The above approach may not always work as not all mobile devices support javascript. Other groups have been working on this image issue and there have been some successes. One approach you might want to look at is from Responsejs.com. Responsesjs.com has taken into account graceful degrading on disabled javascript therefore their library merits a study.

Helpful Tools To Enhance Your Responsive Website

  • Webshims Lib - A modular capability-based polyfill-loading library that helps developers write modern, interoperable and robust code in all browsers (including old versions).
  • Respond.js - The goal of this script is to provide a fast and lightweight (3kb minified / 1kb gzipped) script to enable responsive web designs in browsers that don't support CSS3 Media Queries - in particular, Internet Explorer 8 and under.
  • CSS-Mediaqueries.js - A JavaScript library to make IE 5+, Firefox 1+ and Safari 2 transparently parse, test and apply CSS3 Media Queries.
  • Quality jquery plugins for responsive website - For jQuery users, there are a good number of responsive design plugins and here is a carefully collected and well-categorized list to bookmark and hit back when you are about to design responsively websites.
  • Image Optimizer - A free online tool for resizing and compressing your digital photos and images for displaying on the web in forums or blogs, or for sending by email. Completely Free.
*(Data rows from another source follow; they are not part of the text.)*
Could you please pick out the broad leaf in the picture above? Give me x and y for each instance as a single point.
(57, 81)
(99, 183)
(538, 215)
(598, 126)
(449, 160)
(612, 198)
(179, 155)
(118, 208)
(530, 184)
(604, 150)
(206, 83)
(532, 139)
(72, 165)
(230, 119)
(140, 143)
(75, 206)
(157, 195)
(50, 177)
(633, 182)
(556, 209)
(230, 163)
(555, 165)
No software to download.
  • CSS Minifier - A tool to keep your CSS file size to minimum.
  • Javascript Minifier - A tool to minify your Javascript.
  • Yahoo Smush.it - A lossless optimization techniques specific to image format to remove unnecessary bytes from image files.
  • GTmetrix - A free tool that analyzes your page's speed performance.
  • Webpagetest - A free website speed test from around the globe using real browsers at consumer connection speeds with detailed optimization recommendations.
  • CSS3Gen - Allows you to easily generate useful snippets of CSS3 and copy them straight into your projects.

Other Responsive Web Design Framework To Help You Create Responsive Website

Other than GridFlair, there are several responsive CSS frameworks to choose from. It's great to mention them here because the author believes they are also cool.

Finally!

A webpage which interacts with the target device merits an elegant approach. The search for elegant code is a neverending quest for programmers. A "one-size-fits-all" webpage created with this in mind respects the device and user, and is a great experience for the developer. It is a hard task, but GridFlair makes this a little bit easier. Another benefit of using GridFlair is the compliance with Google's "One Content" policy, assuring high ranking for your site. Besides code elegance and Google compliance, the use of GridFlair and responsive approach helps in future-proofing your site for future mobile devices.

I hope that this article gives you an appreciation of responsive web design and a better understanding of GridFlair, as well as provide you a new skill in creating one-size-fits-all websites for desktop, tablet and mobile devices.